Segundo o órgão, esse tipo de raticida responde por quase 60% (4.800) dos 8 mil casos anuais de intoxicação ligados a "chumbinho" no país. O chumbinho é um produto clandestino altamente tóxico, em geral um veneno agrícola, que não tem autorização do governo para combater pragas de animais. É vendido sob a forma de grãos de cor cinza-escura ou grafite, que lembra o chumbo ? daí o nome.

O aldicarbe tinha aprovação da Anvisa apenas para aplicação em culturas de batata, café, algodão, feijão, cana-de-açúcar e frutas cítricas, como laranja e limão. O único produto que era vendido no país legalmente era o Temik 150, da Bayer. Desde o ano passado, a empresa se comprometeu a recolher qualquer sobra que estivesse nas mãos de agricultores.

Segundo a Anvisa, essa reavaliação do agrotóxico foi necessária dentro de um contexto de uso irregular e indiscriminado, tanto para envenenar roedores e outros bichos quanto para provocar abortos, homicídios e suicídios. A facilidade de acesso ao produto, principalmente nos centros urbanos, tornou-se um problema de saúde pública.

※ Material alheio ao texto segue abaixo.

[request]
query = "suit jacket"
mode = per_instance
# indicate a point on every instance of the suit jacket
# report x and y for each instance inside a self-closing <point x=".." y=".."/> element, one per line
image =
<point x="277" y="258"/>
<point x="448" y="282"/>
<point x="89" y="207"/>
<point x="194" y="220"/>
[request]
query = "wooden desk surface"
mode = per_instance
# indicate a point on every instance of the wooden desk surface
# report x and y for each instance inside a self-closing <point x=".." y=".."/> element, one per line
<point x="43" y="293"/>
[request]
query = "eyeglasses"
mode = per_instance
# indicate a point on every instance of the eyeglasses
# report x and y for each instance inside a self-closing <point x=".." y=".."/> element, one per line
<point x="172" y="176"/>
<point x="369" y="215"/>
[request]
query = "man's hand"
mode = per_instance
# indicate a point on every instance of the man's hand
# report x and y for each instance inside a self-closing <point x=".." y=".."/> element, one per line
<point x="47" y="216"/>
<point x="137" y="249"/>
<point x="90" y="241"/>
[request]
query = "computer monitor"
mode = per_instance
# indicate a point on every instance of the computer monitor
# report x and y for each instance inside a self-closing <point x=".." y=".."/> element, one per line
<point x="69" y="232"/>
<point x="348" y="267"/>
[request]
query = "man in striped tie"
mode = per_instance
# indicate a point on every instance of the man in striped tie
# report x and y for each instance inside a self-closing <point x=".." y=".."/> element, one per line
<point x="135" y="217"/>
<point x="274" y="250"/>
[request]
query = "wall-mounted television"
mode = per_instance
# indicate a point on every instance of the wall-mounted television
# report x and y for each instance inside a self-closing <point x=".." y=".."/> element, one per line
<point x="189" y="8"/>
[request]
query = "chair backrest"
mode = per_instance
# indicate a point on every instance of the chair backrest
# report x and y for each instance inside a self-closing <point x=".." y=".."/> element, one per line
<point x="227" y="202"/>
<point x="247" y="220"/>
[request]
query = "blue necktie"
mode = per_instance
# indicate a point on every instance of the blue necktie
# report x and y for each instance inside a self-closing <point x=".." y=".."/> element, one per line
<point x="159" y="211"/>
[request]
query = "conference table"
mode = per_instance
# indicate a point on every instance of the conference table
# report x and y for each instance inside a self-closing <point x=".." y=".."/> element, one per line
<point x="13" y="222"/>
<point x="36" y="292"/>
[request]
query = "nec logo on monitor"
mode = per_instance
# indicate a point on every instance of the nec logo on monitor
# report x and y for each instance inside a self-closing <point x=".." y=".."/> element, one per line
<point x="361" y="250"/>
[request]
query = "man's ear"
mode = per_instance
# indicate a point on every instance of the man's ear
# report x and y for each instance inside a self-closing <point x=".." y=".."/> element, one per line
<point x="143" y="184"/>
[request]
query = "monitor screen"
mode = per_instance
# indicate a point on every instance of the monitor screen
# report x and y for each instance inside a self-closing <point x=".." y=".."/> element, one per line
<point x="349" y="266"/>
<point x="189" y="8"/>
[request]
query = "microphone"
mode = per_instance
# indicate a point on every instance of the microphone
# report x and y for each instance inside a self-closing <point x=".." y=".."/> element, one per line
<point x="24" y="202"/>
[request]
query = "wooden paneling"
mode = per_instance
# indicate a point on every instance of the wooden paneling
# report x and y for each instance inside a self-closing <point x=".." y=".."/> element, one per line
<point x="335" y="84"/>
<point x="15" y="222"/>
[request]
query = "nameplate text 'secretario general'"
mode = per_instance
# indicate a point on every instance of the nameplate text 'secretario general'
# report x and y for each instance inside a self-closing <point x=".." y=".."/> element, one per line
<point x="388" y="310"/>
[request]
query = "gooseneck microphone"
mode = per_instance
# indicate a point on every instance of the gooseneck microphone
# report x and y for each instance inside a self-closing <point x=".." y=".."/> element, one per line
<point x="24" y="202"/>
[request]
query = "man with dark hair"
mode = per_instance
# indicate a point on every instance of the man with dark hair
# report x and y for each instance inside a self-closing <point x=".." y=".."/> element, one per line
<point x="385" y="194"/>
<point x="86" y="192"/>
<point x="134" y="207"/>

Para o diretor de Controle e Monitoramento Sanitário da Anvisa, Agenor Álvares, o aldicarbe tem a taxa de toxicidade mais alta entre todos os ingredientes ativos de agrotóxicos vendidos no Brasil.

Por ser um produto perigoso, comercializado por quadrilhas que roubam cargas ou lavouras e por casas agrícolas que fazem as vendas às escondidas, o chumbinho não tem rótulo com orientações sobre manuseio, segurança, informações médicas, telefones de emergência, descrição dos ingredientes e dos antídotos que devem ser usados em caso de envenenamento. Dessa forma, o risco de uma pessoa morrer é muito maior.

Os principais sintomas decorrentes da intoxicação, que aparecem em menos de uma hora após a ingestão, são: náusea, vômito, falta de ar, contração da pupila, visão borrada, dor abdominal, suor e salivação excessivos, diarreia, taquicardia e tremores.

Em caso de suspeita de algum problema desse tipo, a Anvisa indica o Disque-Intoxicação, disponível para todo o país no número 0800-722-6001. Além disso, a agência pede que a compra e a venda de chumbinho sejam denunciadas pelo e-mail [email protected] ou [email protected] A pessoa não precisa se identificar, e os dados eventualmente fornecidos são mantidos em sigilo.

Ineficaz também contra ratos

A Anvisa destaca, ainda, que o chumbinho não é eficiente nem para o controle de roedores, pois o produto geralmente mata o primeiro animal e os demais veem isso e não consomem o alimento envenenado.

Os raticidas legalizados pela agência são próprios para combater ratos e atuam como anticoagulantes, ou seja, causam um envenenamento lento. Assim, a morte do animal não é relacionada à ingestão do produto, o que faz com que os demais integrantes da colônia também caiam na armadilha.